With oil prices near multiyear highs and the fight against climate change intensifying, there are ways to find value in energy stocks.
After oil prices rose to multiyear highs in the mid-$70s per barrel earlier this summer, they have hung in the high $60s in August so far as the resurgent coronavirus spurs international travel restrictions while the number of people receiving vaccinations steadily rises. Oil prices are likely to remain stable while the global economy recovers amid the global pandemic, says Rob Thummel, senior portfolio manager at TortoiseEcofin in Overland Park, Kansas. “I don’t expect oil prices to spike too much higher as OPEC has significant volumes that can be returned to the market if the global recovery accelerates even more,” he says. Taking into account the lack of clear direction for oil and the intensifying push to combat climate change, here are seven valuable energy stocks to add to a portfolio.
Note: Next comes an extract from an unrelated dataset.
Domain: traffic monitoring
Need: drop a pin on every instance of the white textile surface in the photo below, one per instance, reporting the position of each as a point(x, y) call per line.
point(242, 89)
Cheniere Energy Inc. (ticker: LNG)
Cheniere Energy operates facilities that liquefy natural gas to be loaded onto ships and transported globally. As the largest liquefied natural gas, or LNG, operator in the U.S., Cheniere Energy remains a favorite, Thummel says. “The U.S. has a real opportunity to be a global leader in liquefied natural gas,” he says. “The U.S. could be the largest LNG provider in the world by the middle of the decade.” The stock market is undervaluing the steady, fee-based nature of the company. “This model was tested during the pandemic, and the company delivered a steady, growing stream of cash flow,” Thummel says. “As the company increases free cash flow generated to pay down debt and establish a dividend, the market will begin to better appreciate the potential of Cheniere.”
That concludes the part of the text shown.